Question: Repeat the amortised analysis of simple persistent queues on two lists ( in a single - use case ) , but using the banker's method.

Repeat the amortised analysis of simple persistent queues on two lists (in a single-use case), but using the banker's method. What is the credit invariant?
Note that the reverse function on persistent lists is not defined in the notes: define it yourself! It should work in linear time.
FIFO and LIFO queues can be generalised to double-ended queues (often known as deques), which allow insertion and deletion from both ends of the queue. Generalise the persistent implementation of queues to fulfill an appropriate deque interface, and show that all operations can be performed in amortised constant time.
Hint: Consider what cases should have potential of 0/no credits. How can you obtain them from cases of high potential?

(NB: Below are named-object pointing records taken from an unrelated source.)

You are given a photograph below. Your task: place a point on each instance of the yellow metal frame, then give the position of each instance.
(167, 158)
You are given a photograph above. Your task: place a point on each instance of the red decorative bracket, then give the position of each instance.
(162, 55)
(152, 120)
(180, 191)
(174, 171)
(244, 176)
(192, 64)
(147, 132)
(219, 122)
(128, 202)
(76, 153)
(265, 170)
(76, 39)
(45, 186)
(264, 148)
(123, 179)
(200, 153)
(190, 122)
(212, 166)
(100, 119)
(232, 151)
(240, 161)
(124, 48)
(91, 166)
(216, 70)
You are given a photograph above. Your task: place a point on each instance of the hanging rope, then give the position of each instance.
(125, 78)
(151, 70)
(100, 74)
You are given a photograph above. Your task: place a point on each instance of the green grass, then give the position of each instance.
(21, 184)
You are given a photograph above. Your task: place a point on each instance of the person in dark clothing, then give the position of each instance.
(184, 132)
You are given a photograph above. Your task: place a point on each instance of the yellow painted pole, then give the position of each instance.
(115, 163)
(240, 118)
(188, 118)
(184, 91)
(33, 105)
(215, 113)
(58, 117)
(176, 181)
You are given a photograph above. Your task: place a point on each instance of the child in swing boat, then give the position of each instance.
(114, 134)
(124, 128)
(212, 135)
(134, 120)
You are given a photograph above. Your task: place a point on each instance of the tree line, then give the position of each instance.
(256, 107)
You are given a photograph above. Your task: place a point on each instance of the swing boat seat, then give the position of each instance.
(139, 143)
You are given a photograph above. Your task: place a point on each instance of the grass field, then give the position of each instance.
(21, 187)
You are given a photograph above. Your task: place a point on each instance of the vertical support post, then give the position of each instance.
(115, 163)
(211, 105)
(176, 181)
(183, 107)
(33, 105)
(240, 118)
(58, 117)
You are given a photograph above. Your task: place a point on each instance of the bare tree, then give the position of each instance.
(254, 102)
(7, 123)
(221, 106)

The amortised complexity doesn't always need to be constant. Show that the union-find data structure with arbitrary unions (i.e., no optimisation of unions, can always pick left as a root, for instance), but with path compression supports both union and find operations in amortised time O(log n).
Hint: The analysis is slightly more complex this time. It is enough to consider find and union with the assumption that union is always called on roots of the respective sets (since find has the same complexity) in my analysis, both of these take logarithmic time. Banker's method was much more natural for me here, and all nodes except for roots and leaves contained some credits in my invariant.